Spanish comics artist

Vicente Alcazar (born July 8, 1944) is a Spanish comics artist best known for his work for the American comic-book publishers DC Comics and Marvel Comics, including a 1970s run on the DC Western character Jonah Hex.

His name is sometimes mis-credited as "Vincente" Alcazar.

==Career==
Born in Madrid, Spain, Alcazar began his career in the 1960s. He collaborated with fellow artist Carlos Pino under the dual pseudonym CARVIC, drawing war stories for the magazine Chío (1967) and for UK publications and companies, including War Picture Library. The team additionally drew stories based on the U.S. television series Star Trek for issues #74-105 of City Magazines' 1969-1971 weekly British magazine TV21.

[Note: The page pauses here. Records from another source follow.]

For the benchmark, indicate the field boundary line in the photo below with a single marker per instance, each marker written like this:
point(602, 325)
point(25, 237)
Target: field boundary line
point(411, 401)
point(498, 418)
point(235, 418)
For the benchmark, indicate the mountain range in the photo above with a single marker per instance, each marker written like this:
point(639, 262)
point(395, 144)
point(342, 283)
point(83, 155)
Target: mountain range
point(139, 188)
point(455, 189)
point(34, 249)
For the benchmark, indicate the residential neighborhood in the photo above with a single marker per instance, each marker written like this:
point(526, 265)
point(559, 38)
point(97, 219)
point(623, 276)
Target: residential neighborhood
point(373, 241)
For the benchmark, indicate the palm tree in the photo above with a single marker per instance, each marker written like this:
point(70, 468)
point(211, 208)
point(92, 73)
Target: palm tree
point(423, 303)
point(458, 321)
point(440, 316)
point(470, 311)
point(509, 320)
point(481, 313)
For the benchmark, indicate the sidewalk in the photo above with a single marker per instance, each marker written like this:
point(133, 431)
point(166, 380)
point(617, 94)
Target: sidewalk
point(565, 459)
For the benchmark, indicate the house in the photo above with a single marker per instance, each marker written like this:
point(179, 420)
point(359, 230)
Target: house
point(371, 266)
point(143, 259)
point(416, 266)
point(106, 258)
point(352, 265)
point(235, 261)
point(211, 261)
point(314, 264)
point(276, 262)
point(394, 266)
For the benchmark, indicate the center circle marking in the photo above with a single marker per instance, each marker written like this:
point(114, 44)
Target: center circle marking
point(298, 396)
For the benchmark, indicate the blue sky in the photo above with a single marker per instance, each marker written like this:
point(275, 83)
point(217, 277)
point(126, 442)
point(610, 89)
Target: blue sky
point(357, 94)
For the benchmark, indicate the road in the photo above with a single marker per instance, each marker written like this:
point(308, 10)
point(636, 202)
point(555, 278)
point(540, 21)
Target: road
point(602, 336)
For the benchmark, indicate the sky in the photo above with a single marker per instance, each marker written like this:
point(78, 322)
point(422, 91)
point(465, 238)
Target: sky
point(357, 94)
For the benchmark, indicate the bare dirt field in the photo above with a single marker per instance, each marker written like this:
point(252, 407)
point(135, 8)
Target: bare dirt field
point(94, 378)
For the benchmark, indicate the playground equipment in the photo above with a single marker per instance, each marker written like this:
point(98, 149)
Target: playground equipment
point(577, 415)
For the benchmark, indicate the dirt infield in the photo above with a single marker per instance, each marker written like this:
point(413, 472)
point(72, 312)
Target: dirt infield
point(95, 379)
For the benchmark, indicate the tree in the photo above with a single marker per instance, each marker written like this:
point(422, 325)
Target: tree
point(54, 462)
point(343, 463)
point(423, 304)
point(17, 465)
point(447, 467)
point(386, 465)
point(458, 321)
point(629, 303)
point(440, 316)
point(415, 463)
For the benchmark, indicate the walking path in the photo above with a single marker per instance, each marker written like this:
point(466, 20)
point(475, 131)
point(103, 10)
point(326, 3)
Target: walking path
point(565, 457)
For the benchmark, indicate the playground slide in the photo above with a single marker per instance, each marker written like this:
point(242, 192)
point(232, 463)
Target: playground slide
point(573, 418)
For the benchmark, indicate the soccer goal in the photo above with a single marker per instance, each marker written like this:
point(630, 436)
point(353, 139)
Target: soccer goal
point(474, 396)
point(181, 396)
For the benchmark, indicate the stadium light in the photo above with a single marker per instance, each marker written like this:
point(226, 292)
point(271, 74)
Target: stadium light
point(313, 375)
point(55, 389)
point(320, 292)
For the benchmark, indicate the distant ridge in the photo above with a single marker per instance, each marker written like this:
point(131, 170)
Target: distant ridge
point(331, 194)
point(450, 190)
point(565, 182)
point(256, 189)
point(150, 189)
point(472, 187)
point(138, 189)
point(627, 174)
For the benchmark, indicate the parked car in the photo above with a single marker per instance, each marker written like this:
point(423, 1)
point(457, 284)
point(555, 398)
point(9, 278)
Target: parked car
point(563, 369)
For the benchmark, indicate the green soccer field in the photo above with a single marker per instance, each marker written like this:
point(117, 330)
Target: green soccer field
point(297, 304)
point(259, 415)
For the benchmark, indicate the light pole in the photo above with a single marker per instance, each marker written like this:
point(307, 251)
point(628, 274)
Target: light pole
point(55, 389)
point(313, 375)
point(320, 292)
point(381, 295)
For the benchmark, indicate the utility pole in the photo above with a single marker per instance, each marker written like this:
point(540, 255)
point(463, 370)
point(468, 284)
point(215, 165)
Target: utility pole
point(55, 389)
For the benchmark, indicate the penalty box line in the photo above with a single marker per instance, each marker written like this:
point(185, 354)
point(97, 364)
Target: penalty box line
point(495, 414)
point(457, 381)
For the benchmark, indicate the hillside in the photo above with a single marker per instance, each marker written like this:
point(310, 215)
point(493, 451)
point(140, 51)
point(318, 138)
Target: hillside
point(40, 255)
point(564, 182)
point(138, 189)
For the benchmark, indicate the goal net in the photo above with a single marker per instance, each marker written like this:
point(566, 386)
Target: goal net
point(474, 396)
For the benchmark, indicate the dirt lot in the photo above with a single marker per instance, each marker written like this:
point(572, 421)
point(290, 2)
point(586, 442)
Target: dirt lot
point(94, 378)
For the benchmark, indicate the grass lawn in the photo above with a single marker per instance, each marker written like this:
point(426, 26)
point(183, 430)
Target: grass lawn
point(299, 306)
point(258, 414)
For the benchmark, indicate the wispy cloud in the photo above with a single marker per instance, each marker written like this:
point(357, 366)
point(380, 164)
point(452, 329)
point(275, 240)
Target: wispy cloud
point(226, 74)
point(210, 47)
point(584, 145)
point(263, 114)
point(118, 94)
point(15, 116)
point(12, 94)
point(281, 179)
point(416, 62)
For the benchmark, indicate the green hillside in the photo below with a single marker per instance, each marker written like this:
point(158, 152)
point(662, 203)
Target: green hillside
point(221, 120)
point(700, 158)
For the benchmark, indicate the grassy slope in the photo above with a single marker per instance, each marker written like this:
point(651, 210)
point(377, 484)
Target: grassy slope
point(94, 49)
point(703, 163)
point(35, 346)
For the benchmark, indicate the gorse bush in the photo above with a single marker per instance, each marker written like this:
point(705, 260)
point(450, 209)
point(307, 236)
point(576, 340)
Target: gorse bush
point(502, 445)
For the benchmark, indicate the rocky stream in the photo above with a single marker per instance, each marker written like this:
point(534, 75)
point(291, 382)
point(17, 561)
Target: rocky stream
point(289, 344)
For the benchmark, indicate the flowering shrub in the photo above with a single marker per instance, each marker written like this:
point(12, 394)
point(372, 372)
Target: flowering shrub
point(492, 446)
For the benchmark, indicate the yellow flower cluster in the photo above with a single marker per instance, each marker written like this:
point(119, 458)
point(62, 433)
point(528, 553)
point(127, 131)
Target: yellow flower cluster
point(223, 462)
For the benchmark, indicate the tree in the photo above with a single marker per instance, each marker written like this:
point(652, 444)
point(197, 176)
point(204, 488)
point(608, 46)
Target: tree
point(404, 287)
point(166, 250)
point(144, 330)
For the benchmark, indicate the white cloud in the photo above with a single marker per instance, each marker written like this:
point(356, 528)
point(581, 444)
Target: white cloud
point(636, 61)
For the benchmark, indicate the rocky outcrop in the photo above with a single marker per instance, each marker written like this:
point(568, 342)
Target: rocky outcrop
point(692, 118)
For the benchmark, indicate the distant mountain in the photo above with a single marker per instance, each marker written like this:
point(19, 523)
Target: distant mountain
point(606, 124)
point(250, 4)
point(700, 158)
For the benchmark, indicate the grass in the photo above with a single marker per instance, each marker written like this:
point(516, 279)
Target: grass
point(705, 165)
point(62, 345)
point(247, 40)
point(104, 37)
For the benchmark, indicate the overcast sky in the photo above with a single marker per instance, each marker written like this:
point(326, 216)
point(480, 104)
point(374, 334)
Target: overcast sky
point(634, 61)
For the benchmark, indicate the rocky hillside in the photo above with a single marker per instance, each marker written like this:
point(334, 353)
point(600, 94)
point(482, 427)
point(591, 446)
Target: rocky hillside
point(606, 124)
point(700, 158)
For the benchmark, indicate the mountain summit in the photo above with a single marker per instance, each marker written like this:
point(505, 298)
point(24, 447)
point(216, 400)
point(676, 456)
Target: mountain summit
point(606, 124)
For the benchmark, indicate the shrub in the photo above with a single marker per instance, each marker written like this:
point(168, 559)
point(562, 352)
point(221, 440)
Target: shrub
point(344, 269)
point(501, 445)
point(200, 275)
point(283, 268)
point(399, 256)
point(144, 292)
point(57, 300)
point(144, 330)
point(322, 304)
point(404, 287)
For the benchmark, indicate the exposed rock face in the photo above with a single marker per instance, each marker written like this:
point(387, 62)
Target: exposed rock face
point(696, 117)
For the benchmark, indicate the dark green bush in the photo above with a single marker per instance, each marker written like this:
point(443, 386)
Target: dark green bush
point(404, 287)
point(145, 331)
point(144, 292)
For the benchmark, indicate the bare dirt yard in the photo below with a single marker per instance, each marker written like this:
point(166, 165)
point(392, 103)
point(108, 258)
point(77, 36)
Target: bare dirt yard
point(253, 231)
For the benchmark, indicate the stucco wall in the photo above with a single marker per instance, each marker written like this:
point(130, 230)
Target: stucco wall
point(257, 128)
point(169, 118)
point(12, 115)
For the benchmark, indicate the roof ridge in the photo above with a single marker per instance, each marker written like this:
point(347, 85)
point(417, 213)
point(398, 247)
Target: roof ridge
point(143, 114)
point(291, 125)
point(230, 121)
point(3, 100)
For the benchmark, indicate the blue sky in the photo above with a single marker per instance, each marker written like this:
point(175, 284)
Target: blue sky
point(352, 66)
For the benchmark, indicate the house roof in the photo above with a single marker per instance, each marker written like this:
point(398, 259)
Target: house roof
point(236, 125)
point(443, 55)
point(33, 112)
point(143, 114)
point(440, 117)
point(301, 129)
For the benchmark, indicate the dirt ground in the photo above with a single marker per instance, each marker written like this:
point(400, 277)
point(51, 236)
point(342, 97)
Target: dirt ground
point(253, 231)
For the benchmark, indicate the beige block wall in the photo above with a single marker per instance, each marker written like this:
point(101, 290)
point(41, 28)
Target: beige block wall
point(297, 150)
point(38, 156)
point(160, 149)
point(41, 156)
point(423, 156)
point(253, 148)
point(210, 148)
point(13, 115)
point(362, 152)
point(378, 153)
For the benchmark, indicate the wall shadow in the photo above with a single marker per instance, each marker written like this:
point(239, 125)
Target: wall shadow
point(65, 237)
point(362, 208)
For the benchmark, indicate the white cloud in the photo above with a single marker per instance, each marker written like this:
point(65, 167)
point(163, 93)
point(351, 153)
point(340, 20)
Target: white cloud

At the recommendation of artist Gray Morrow, then editing then Archie Comics' imprint Red Circle Comics, American publishers began using Alcazar's work in the mid-1970s. Alcazar's first credited U.S. work appears in four publications cover-dated December 1973: penciling and inking the six-page stories "Suicide ...Maybe" and "A Thousand Pounds of Clay" in the Archie/Red Circle comic book Chilling Adventures in Sorcery #4; penciling the two-page story "The Old School" in Warren Publishing's black-and-white horror-comics magazine Creepy #58; and inking penciler Rich Buckler's cover of Marvel Comics' black-and-white horror-comics magazine Vault of Evil #8. He had been recommended to Marvel by artist Neal Adams.

Alcazar quickly became a regular freelancer for Archie, Marvel, Warren, and soon DC Comics and Charlton Comics, primarily drawing horror stories but also sword-and-sorcery (drawing the cover and inking penciler Val Mayerik's "Thongor! Warrior of Lost Lemuria" feature in Marvel's Creatures on the Loose #27, Jan. 1974); war comics (DC's Star-Spangled War Stories #178 (Feb. 1974); and science fiction (the Larry Niven short story adaptation "...Not Long Before The End" in Marvel's black-and-white comics magazine Unknown Worlds of Science Fiction #3, May 1975; and stories in Charlton's similar Space: 1999 #6-8, Aug.-Oct. 1976).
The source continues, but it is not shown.